Alkaline phosphatase from venom of the endoparasitoid wasp, Pteromalus puparum

Abstract

Using chromogenic substrates 5-bromo-4-chloro-3'-indolyl phosphate and nitro blue tetrazolium, alkaline phosphatase (ALPase) was histochemically detected in the venom apparatus of an endoparasitoid wasp, Pteromalus puparum L. (Hymenoptera: Pteromalidae). Ultrastructural observations demonstrated its presence in the secretory vesicles and nuclei of the venom gland secretory cells. Using p-nitrophenyl phosphate as substrate to measure enzyme activity, the venom ALPase was found to be temperature dependent with bivalent cation effects. The full-length cDNA sequence of ALPase was amplified from the cDNA library of the venom apparatus of P. puparum, providing the first molecular characterization of ALPase in the venom of a parasitoid wasp. The cDNA consisted of 2645 bp with a 1623 bp open reading frame coding for 541 deduced amino acids with a predicted molecular mass of 59.83 kDa and pI of 6.98. Using multiple sequence alignment, the deduced amino acid sequence shared high identity to its counterparts from other insects. A signal peptide and a long conserved ALPase gene family signature sequence were observed. The amino acid sequence of this venom protein was characterized with different potential glycosylation, myristoylation, phosphorylation sites and metal ligand sites. The transcript of the ALPase gene was detected by RT-PCR in the venom apparatus with development related expression after adult wasp emergence, suggesting a possible correlation with the oviposition process.

Figure 1:

Localization of ALPase activity in the venom apparatus of Pteromalus puparum by BCIP/NBT staining. (A) ALPase activity in the venom gland; (B) ALPase activity in the venom reservoir; (C and D) Control venom gland and venom reservoir subjected to ALPase staining protocol without chromogenic substrate.
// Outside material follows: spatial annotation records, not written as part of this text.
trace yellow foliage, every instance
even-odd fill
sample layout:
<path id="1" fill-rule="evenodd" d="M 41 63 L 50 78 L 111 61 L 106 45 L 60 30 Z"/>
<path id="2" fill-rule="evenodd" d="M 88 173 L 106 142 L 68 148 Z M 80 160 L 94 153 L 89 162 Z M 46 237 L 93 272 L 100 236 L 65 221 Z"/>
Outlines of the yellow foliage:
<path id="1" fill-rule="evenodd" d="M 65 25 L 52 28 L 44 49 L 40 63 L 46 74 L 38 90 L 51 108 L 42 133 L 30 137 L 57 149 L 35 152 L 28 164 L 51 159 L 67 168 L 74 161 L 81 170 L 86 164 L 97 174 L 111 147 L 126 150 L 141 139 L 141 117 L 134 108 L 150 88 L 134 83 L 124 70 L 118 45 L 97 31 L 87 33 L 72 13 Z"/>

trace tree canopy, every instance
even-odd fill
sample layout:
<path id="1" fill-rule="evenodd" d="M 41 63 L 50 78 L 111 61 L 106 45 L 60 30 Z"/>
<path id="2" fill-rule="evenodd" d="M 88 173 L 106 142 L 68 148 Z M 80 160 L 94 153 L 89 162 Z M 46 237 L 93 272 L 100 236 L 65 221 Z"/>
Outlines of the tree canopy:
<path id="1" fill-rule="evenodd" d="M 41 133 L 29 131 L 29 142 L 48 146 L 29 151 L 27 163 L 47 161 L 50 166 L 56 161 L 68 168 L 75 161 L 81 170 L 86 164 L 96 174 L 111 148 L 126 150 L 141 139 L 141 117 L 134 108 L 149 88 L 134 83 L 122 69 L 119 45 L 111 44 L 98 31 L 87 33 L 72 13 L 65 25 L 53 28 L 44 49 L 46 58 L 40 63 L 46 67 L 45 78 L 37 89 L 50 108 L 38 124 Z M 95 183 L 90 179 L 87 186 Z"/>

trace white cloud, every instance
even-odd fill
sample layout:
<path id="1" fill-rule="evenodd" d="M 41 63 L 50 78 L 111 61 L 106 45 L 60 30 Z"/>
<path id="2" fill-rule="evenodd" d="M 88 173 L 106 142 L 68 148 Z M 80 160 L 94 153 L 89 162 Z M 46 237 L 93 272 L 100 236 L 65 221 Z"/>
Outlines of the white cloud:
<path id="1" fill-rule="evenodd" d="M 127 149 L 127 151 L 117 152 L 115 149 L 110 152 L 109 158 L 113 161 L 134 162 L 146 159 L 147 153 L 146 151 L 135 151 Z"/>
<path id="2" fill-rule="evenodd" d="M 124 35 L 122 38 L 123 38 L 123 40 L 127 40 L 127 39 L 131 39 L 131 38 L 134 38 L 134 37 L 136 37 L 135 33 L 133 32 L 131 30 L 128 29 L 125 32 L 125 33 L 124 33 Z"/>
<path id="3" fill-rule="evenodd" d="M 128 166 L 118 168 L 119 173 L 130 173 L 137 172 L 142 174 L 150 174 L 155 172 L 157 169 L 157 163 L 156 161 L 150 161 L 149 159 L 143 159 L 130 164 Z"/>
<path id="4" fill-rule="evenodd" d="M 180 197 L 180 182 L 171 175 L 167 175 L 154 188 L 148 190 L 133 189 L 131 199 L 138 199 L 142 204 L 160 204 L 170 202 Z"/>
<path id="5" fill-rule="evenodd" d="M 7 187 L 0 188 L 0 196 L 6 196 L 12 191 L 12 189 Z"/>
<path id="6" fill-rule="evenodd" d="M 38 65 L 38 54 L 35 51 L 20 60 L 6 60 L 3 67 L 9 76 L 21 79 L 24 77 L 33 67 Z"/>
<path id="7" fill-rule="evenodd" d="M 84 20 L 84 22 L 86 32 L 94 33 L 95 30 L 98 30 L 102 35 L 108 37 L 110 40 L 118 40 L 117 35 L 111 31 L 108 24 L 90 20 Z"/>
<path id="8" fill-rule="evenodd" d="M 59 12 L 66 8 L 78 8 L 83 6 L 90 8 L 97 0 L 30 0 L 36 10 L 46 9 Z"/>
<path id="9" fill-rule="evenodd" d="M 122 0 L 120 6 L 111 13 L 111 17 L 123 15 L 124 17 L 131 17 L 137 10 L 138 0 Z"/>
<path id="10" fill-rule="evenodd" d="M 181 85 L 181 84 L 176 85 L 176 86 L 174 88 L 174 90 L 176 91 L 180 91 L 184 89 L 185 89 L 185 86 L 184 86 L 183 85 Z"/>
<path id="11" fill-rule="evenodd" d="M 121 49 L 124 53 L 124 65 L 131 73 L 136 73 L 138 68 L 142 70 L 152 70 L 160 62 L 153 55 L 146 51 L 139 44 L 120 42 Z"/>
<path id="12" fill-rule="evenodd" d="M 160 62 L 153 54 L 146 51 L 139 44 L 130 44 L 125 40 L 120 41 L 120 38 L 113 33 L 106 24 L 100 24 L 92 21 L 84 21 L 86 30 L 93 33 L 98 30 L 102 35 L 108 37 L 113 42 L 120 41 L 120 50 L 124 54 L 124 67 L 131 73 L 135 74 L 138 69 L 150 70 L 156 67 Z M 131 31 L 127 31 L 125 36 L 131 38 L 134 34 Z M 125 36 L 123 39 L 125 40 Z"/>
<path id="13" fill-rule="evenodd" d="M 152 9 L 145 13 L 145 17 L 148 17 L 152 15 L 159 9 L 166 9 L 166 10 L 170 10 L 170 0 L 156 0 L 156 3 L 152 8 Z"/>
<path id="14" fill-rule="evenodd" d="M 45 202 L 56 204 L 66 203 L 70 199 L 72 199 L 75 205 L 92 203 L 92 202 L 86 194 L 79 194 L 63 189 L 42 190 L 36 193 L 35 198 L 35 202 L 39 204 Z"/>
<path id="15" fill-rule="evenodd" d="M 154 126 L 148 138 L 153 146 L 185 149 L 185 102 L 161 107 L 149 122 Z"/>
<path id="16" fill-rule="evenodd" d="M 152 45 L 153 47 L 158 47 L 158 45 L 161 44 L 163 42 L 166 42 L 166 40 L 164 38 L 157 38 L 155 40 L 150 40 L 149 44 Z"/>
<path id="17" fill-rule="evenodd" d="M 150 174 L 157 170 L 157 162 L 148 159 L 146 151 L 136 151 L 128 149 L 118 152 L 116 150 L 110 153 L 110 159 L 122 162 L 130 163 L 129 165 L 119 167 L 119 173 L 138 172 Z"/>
High quality figures are available online.

Figure 2:

Ultrastructural localization of ALPase in Pteromalus puparum venom gland secretory cells. Black lead deposits showing the presence of ALPase. (A–B) Observe the presence of this enzyme inside nuclei (Nu) and secretory vesicles (Sv). (C–D) Negative controls. High quality figures are available online.

Figure 3:

Biochemical characterization of venom ALPase of Pteromalus puparum. (A) Thermal stability of venom ALPase of P. puparum. The residual activity of the enzyme was determined at pH 8.5 following heating for 0–30 min. (B) Effect of divalent cations (Mg, Ca, Zn and Mn) on ALPase activity in the venom apparatus of P. puparum. Values are the mean of three independent assays, and error bars are ± SD of the mean. High quality figures are available online.

Figure 4:

Multiple alignment of the deduced amino acid of venom ALPase amino acid sequence from Pteromalus puparum with the counterparts from other species. The sequences used in the alignment are Nasonia vitripennis (accession number XP_001603241 ), Apis mellifera (accession number XP_624078), Tribolium castaneum (accession number XP_9750S0), Aedes aegypti (accession number XP_001657478) and Drosophila melanogaster (accession number NP_524601). Identical amino acids are shaded in black, and similar amino acids are in grey. High quality figures are available online.

Figure 5:

Time-course expression profiles of ALPase in the venom apparatus of Pteromalus puparum from 0 to 7 days after emergence. (A) Agarose gels of RT-PCR amplicons for ALPase and 18S at various times post emergence from one of the three experiments. (B) Enzyme activity profiles of ALPase in the venom apparatus at various times post emergence. Values are the mean of three independent assays, and error bars are ± SD of the mean. High quality figures are available online.